Dit betekent dat niet de rechtbank maar de AbRS in eerste en enige aanleg bevoegd is kennis te nemen van de beroepen van eisers.
Conclusie
4. Het voorgaande leidt de rechtbank tot de slotsom dat de rechtbank onbevoegd is kennis te nemen van de beroepen van eisers tegen de bestreden besluiten I tot en met IV. De rechtbank zal zich daarom onbevoegd verklaren en de beroepen – op grond van artikel 6:15, eerste lid, van de Awb – ter behandeling doorzenden aan de AbRS.
5. De rechtbank ziet aanleiding om het college – op grond van artikel 8:74, tweede lid, van de Awb – op te dragen het betaalde griffierecht aan eisers te vergoeden.
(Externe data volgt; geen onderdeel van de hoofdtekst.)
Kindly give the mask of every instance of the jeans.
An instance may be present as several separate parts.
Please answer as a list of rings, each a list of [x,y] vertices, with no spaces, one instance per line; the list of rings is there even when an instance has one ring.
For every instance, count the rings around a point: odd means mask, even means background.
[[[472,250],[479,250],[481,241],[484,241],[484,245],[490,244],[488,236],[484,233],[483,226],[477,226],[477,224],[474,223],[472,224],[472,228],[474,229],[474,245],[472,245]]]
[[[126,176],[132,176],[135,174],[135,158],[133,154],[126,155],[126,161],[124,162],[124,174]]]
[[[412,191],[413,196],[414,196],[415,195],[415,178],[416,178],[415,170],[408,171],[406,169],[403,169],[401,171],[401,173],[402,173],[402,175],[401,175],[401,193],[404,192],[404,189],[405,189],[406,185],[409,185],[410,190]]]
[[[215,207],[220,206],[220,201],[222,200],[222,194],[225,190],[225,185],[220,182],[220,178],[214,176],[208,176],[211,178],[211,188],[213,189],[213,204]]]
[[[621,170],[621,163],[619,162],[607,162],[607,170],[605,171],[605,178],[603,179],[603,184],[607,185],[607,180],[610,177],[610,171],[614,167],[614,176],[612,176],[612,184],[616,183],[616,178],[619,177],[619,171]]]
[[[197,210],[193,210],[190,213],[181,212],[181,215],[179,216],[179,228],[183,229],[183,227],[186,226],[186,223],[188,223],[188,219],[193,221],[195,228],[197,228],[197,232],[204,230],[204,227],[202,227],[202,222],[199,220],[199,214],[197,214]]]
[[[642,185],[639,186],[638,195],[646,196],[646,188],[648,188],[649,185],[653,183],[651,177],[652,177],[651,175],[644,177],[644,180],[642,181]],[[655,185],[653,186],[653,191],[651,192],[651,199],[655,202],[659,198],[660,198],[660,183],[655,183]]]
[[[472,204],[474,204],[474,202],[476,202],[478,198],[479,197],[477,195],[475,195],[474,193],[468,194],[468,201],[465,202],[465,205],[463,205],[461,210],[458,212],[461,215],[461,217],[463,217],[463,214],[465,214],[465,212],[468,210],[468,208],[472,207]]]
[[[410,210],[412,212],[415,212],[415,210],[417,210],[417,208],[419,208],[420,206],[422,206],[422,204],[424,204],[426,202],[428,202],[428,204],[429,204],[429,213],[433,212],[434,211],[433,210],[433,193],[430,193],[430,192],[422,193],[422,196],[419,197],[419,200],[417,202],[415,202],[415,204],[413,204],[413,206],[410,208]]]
De rechtbank neemt daarbij in aanmerking dat de bestreden besluiten I tot en met IV van een onjuiste rechtsmiddelenclausule zijn voorzien en dat voor de behandeling van de beroepen door de AbRS wederom griffierecht zal worden geheven.
6. Voor een proceskostenveroordeling bestaat geen aanleiding.

Beslissing

De rechtbank:
  • verklaart zich onbevoegd;
  • draagt het college op het betaalde griffierecht van in totaal € 999,- aan eisers te vergoeden.
Deze uitspraak is gedaan door mr. G.M.J. Kok, voorzitter, en mr. V.E.H.G. Visser en mr. P.J. de Putter, leden, in aanwezigheid van mr. B.M.A. Laheij, griffier. De beslissing is in het openbaar uitgesproken op 20 juni 2018.
griffier voorzitter
Afschrift verzonden aan partijen op:

Rechtsmiddel

Tegen deze uitspraak kan binnen zes weken na de dag van verzending daarvan hoger beroep worden ingesteld bij de Afdeling bestuursrechtspraak van de Raad van State.